JAKARTA: Kasus properti yang merugikan konsumen pada tahun ini diproyeksi makin meningkat, karena malapraktik bertambah canggih pada saat upaya perlindungan hukum masih lemah.
Dalam 2 tahun terakhir, kasus yang merugikan konsumen properti bertambah 17%. Berdasarkan data Yayasan Lembaga Konsumen Indonesia (YLKI), total pengaduan konsumen pada 2008 tercatat 428 kasus, dan pada 2009 bertambah menjadi 501 kasus.
Dari seluruh kasus pada 2008, sebanyak 49 kasus di antaranya merupakan pengaduan perumahan. Pada 2009, angka itu melonjak 46,94% menjadi 72 kasus.
Ketua Harian YLKI Sudaryatmo mengatakan kasus pengaduan konsumen properti menempati peringkat ketiga dari kasus-kasus yang ditangani YLKI.
"Peringkat ini termasuk yang sangat memprihatinkan," katanya dalam diskusi bulanan Forwapera tentang Perlindungan Hak Konsumen atas Hunian, antara Teori dan Realita, kemarin.
Jika diperinci, kasus itu meliputi keterlambatan serah terima rumah/satuan rusun oleh pengembang, kasus sertifikasi, kasus minimnya realisasi fasilitas sosial dan utilitas umum akibat perbedaan regulasi antardaerah.
Pengaduan konsumen juga menyangkut isi perjanjian pengikatan jual-beli (PPJB) properti yang dinilai berat sebelah hingga muncul kasus kenaikan harga rumah secara sepihak.
Menurut dia, kasus PPJB justru mendominasi pengaduan karena banyak konsumen yang merasa dirugikan atas kontrak PPJB yang dibuat. "Sepanjang 2010, kasus-kasus yang merugikan konsumen properti kami perkirakan lebih besar karena kualitas malapraktiknya semakin canggih."
Sayangnya, YLKI hanya bisa menerima pengaduan, bukan lembaga yang bisa menuntaskan pengaduan konsumen properti.
Sementara itu, berbagai upaya perlindungan hukum yang masih lemah dinilai menjadi salah satu pemicu peningkatan kasus yang merugikan konsumen properti.
Ketiadaan lembaga alternatif yang khusus melindungi terampasnya hak-hak konsumen properti menyebabkan mereka dibiarkan bertarung bebas menghadapi para pengembang berdasarkan hukum pasar.
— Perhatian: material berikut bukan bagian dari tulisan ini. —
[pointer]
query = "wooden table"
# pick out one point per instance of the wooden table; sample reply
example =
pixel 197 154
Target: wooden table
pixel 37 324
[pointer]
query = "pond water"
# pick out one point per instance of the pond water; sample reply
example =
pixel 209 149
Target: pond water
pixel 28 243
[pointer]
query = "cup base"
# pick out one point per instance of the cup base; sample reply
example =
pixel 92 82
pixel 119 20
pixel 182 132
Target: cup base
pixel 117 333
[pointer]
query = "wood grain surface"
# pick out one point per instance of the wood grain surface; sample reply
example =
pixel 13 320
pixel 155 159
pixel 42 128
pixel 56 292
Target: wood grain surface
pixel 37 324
Keadaan ini sering kali membuat konsumen selalu di pihak yang terkalahkan.
Sistem peradilan
Praktisi Hukum Properti Erwin Kallo menilai sistem peradilan di Indonesia turut andil memperlemah posisi konsumen properti karena sampai saat ini tak ada sebuah badan penyelesaian sengketa untuk konsumen properti.
"Berbagai keadaan itu kian memperlemah posisi tawar konsumen ketika terjerat sengketa dengan para pengembang," katanya dalam diskusi itu.
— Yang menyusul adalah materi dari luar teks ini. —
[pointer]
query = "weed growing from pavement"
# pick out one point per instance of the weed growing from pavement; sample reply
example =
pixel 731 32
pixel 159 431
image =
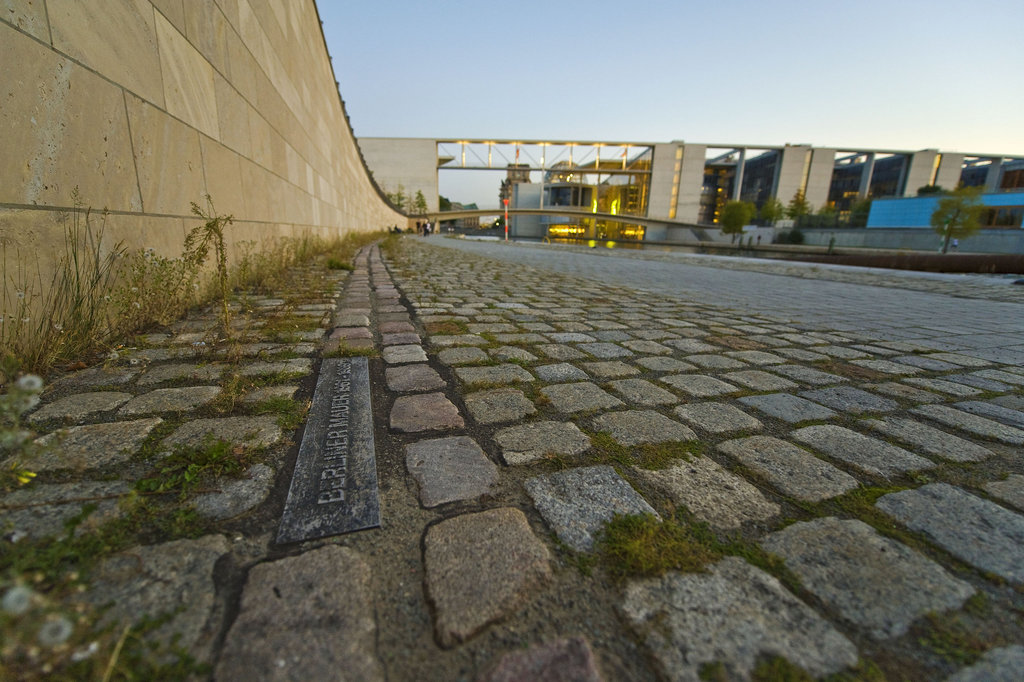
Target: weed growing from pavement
pixel 99 292
pixel 17 442
pixel 947 637
pixel 290 413
pixel 190 466
pixel 637 546
pixel 605 450
pixel 344 350
pixel 777 669
pixel 42 323
pixel 197 248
Menurut Erwin, salah satu jalan keluar efektif dalam menyelesaikan sengketa antara konsumen dan pengembang terkait dengan legalitas PPJB adalah dengan merevisi SK Kepmenpera No. 9/KPTS/M/1995 tentang PPJB.
Revisi ini dibutuhkan agar PPJB diperlakukan lebih fleksibel sehingga memberikan perspektif positif bagi konsumen serta mengukuhkan sebuah lembaga hukum alternatif yang bertugas menyelesaikan perselisihan.
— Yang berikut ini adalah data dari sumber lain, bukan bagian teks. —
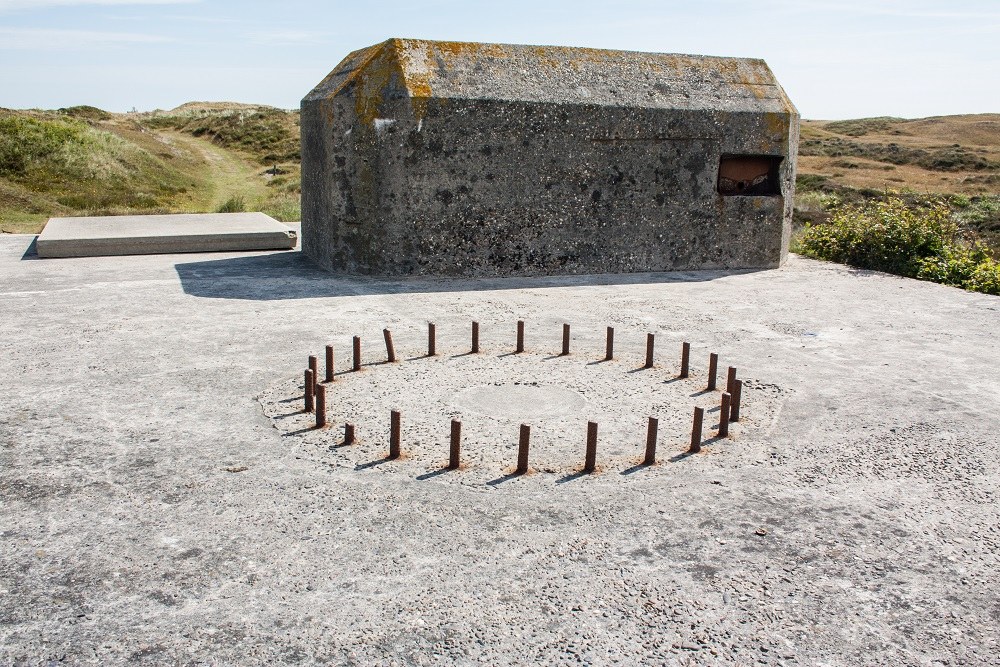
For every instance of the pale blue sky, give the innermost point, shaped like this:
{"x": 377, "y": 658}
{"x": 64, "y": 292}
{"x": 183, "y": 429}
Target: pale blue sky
{"x": 835, "y": 58}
Ketua Umum Dewan Pengurus Pusat Persatuan Perusahaan Realestat Indonesia (DPP-REI) Teguh Satria mengatakan REI telah membentuk dua lembaga untuk mengantisipasi masalah dengan konsumen yakni Badan Sertifikasi dan Advokasi Anggota (BSAA) serta Badan Kehormatan REI.
"BSAA bertugas mengadvokasi anggota [pengembang] REI dan BK REI yang bertugas memberikan teguran lisan dan tertulis jika ada anggota REI yang berbuat di luar ketentuan. Sanksi terberatnya adalah pemecatan sebagai anggota dan REI akan tembuskan perusahaan bermasalah itu ke Bank Indonesia serta perbankan."(er)
[Sumber: http://web.bisnis.com/umum/headlines_bisnisindonesia/1id206772.html ]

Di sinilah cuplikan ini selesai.